Unless I’m misreading it which is possible it’s awfully late, he said he processed 60,000 rows didn’t find what he was looking for but his hard drive overheated on the full pass.
Discs don’t overheat because there was load. Even if he f***** up and didn’t index the data correctly (I assume it’s a relational database since he’s talking about rows) The disc isn’t just going to overheat because the job is big. It’s going to be lack of air flow or lack of heatsink.
I guarantee you he was running on an external NVMe, and one of those little shitty-ass Chinese enclosures. Or maybe one of those self immolating SanDisk enclosures.

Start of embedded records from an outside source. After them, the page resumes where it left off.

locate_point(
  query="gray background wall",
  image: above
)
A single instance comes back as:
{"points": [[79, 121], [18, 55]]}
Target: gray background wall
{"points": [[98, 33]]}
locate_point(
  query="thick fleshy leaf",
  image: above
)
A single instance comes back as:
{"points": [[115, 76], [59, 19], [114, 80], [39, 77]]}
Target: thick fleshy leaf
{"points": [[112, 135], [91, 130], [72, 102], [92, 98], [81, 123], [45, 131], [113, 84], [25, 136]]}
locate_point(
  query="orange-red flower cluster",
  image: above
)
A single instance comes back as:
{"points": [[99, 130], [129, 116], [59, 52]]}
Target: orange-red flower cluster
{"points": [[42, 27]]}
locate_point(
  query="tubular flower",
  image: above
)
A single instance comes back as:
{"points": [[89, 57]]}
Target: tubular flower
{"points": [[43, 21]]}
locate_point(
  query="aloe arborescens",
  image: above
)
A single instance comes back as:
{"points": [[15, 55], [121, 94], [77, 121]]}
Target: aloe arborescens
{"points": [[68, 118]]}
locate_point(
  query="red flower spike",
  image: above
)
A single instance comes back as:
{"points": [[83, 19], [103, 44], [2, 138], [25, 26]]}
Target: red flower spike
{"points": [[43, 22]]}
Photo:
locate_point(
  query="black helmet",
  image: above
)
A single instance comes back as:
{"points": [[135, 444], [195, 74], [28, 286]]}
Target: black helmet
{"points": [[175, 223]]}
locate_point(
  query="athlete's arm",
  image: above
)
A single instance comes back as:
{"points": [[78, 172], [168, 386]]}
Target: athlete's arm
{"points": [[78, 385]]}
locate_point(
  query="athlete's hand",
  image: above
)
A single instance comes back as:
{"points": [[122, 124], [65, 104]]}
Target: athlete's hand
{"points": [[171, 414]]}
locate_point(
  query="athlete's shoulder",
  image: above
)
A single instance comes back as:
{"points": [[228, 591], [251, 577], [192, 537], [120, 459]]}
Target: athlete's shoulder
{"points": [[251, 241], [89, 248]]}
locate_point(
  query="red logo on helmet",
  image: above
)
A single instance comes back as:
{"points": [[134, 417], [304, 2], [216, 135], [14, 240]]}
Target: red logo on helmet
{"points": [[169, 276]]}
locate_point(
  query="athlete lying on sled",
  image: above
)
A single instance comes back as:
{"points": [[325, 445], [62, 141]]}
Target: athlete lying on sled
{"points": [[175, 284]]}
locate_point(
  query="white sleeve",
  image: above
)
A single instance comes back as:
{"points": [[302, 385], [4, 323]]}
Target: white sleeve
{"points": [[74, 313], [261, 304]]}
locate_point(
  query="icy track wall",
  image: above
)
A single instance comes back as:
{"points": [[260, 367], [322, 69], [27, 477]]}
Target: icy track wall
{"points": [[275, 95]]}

Hell, maybe he’s on a desktop and he slept a raw NVMe on his motherboard without a heatsink
There are times when you want a brilliant college student on your team, But you need seasoned professionals to help them through the things they’ve never seen before and never done before.
Somehow I feel over clicking without understanding of the consequences sounds like something a techbro would do
Can’t be a relational database, Musk said the government doesn’t use SQL.
This cannot be real, wtf. This is cartoon levels of ineptitude.
Or sabotage by someone heading out? Please let this be resistance sabotage they haven’t noticed yet.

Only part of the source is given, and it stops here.